Even if you are, like me, “oysgezoomt,”(i.e. suffering from Zoom fatigue), the production’s choice of Zoom as a medium is no excuse to skip it. Just the opposite. While far too many actors have approached Zoom as if it were a normal stage, this revival of “The Dybbuk” plays to the strengths of the medium. It has a haunting ethereal quality well-suited to a play that is often, only half-jokingly, referred to as a Yiddish mash-up of “Romeo and Juliet” and “The Exorcist.” Far from your typical theater experience, where meaning is found in the ways that actors relate to one another in physical space, here the stars are confined to two-dimensional boxes, only their heads and shoulders visible. The effect is something between radio-theater and digital phantasmagoria as actors flicker on and off the screen like hallucinations of haunted graveyards.

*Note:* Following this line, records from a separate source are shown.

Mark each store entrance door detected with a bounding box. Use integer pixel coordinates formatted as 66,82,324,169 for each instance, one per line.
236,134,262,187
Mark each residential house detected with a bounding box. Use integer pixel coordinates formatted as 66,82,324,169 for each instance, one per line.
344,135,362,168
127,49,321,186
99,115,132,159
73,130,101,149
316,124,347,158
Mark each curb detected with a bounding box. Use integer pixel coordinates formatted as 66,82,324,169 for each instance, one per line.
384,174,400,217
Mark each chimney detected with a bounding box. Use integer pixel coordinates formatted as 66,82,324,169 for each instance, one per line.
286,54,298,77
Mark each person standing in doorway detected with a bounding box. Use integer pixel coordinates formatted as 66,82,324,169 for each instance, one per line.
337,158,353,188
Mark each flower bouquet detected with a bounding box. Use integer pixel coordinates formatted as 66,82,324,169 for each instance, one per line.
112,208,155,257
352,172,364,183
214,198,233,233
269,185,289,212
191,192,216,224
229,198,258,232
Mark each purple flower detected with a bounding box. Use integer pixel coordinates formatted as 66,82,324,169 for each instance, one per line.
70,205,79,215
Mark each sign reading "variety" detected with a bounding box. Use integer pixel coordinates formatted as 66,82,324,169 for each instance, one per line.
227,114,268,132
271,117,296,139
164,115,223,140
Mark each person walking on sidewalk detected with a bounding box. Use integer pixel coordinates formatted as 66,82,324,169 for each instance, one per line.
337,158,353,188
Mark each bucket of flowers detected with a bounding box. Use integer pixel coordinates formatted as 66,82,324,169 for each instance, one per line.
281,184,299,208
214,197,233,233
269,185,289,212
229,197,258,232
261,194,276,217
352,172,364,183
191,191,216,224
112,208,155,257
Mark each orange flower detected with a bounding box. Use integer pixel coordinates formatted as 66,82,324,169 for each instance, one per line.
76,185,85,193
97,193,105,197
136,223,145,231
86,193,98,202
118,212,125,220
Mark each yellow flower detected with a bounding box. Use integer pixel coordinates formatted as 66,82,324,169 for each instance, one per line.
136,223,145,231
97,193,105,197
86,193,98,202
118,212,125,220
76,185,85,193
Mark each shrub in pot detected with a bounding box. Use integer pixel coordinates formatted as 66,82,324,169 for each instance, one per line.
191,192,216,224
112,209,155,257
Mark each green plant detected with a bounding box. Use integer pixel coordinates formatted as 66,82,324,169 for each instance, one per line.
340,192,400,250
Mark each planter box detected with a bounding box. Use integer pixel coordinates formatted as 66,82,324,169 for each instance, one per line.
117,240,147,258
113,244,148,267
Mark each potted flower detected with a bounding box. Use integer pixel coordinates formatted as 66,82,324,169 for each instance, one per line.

Directed by Allen Lewis Rickman, the international production features klezmer star Daniel Kahn as Khonen, the mystically-inclined yeshiva student whose soul possesses his love-interest Leah (Yelena Shmulenson); Israeli stage and film legend Mike Burstein as Reb Sender Brinitser, Leah’s father; Yiddish singer and actor Mendy Cahan as the holy man Reb Azriel Miropolyer and Shane Baker as the town Rabbi Reb Shimshon. The Argentine Yiddish actor Rafael Goldwasser, Canadian Yiddish scholar and raconteur Michael Wex, Israeli actor Amitai Keder and American stage veteran Suzanne Toren round out the international cast.
Like every production of “The Dybbuk,” whether adapted for film, radio or theater, the performance lives or dies on the strength of the actress who plays Leah. Yelena Shmuelenson steals the show with an unforgettable portrayal of madness and demonic possession that manages both to inspire sympathy and be genuinely creepy. It’s a delicate balance that I’ve often seen fall flat. If the role is played too menacingly, the audience can’t empathize with Leah’s anguished cries. But if she is portrayed too conventionally, the play is no longer frightening. Shmuelenson, whose preternatural ability to switch on a dime between tragedy and comedy has served her well everywhere from the Yiddish stage to Netflix and HBO, gives a performance that, like the show’s titular dybbuk, you won’t be able to get out of your soul.